The way in which the PPV depends on the sensitivity, specificity, and prevalence rate is sufficiently involved to be counterintuitive for most people. In particular, a test can have what seem like high sensitivity and high specificity, yet have low PPV. For more about this relationship, see the Notes.

Notes:
The following references give more information on the relationship between PPV,
sensitivity, specificity, and prevalence rate:

"Positive predictive value", Wikipedia, http://en.wikipedia.org/wiki/Positive_predictive_value , accessed November 8, 2009.
Gives the formula relating PPV, sensitivity, specificity, and prevalence rate, plus some examples and links to related discussions.

"Accuracy of Diagnostic Tests," RDTinfo, http://www.rapid-diagnostics.org/accuracy.htm, accessed November 10, 2009.
Gives the basic defnitions and formulas, plus further references.

Gigerenzer, Gerd et al (2007)."Helping doctors and patients make sense of health statistics," Psychological Science in the Public Interest, vo. 8, No. 2, pp. 53 - 96. Download from  http://www.psychologicalscience.org/journals/index.cfm?journal=pspi&content=pspi/8_2
Discusses misunderstandings involving the positive predicitve value as well as other confusions that affect medical care.
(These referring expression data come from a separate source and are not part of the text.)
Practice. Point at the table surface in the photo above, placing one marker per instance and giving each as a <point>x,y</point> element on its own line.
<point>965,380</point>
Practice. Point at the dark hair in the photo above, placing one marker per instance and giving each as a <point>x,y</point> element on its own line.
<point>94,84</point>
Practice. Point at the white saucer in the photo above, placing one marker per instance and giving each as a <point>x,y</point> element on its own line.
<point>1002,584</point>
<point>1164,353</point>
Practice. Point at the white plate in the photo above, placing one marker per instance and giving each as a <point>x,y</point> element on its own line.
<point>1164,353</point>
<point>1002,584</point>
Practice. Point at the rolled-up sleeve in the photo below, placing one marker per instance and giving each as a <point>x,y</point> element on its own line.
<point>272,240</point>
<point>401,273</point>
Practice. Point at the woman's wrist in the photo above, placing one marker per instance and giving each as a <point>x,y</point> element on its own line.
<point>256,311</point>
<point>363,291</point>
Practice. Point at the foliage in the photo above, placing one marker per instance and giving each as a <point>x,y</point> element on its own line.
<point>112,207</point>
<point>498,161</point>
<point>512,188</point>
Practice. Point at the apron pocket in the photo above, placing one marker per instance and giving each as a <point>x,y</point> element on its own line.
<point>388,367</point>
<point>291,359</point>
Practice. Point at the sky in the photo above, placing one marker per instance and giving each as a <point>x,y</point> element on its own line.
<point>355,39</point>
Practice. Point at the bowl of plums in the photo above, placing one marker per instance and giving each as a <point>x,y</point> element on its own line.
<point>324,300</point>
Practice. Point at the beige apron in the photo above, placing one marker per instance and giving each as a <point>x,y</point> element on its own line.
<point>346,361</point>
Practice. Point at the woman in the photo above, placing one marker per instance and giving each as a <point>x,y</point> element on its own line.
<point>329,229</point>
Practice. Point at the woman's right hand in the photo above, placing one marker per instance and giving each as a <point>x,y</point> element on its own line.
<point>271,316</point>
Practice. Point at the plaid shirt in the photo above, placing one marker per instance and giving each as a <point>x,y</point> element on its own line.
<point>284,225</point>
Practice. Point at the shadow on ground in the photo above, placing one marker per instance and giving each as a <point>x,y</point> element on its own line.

Also discusses ways to explain the topics that can help improve understanding.  A somewhat shortened version has appeared as "Knowing your chances: What health stats really mean," Scientific American Mind, April/May/June 2009, pp. 44 - 51

Nugent, William (2004). "The role of prevalence rates, sensitivity, and specificity in assessment accuracy: Rolling the dice in social work process," Journal of Social Service Research, 31 (2), 51 - 75.
Discusses the questions of accuracy of diagnostic testing in the contest of mental disorders, focusing examples on major depressive disorder. Includes discussion of when it is better to try to improve sensitivity and when it is better to improve specificity. Although the explanations of the math are sometimes not the best, the article is very worthwhile in many ways. I have used it as the basis of a couple of assignments in a course I have taught for students in a master's program for secondary math teachers. (First assignment, second assignment)

Pepe, M.S. (2003). The Statistical Evaluation of Medical Tests for Classification and Prediction, Oxford.
If you're interested in even more than the Nugent and Swets et al articles provide.

Swets, John A., Robyn Dawes, and John Monahan (2000). Psychological Science Can Improve Diagnostic Decisions, Psychological Science in the Public Interest 1(1). Download from http://www.psychologicalscience.org/journals/index.cfm?journal=pspi&content=pspi/1_1
 A fairly comprehensive discussion of the question of improving diagnostic accuracy. Discusses several other applications (e.g.,  predicting violence, weather forecasting, aircraft cockpit warnings) as well as medical diagnostics.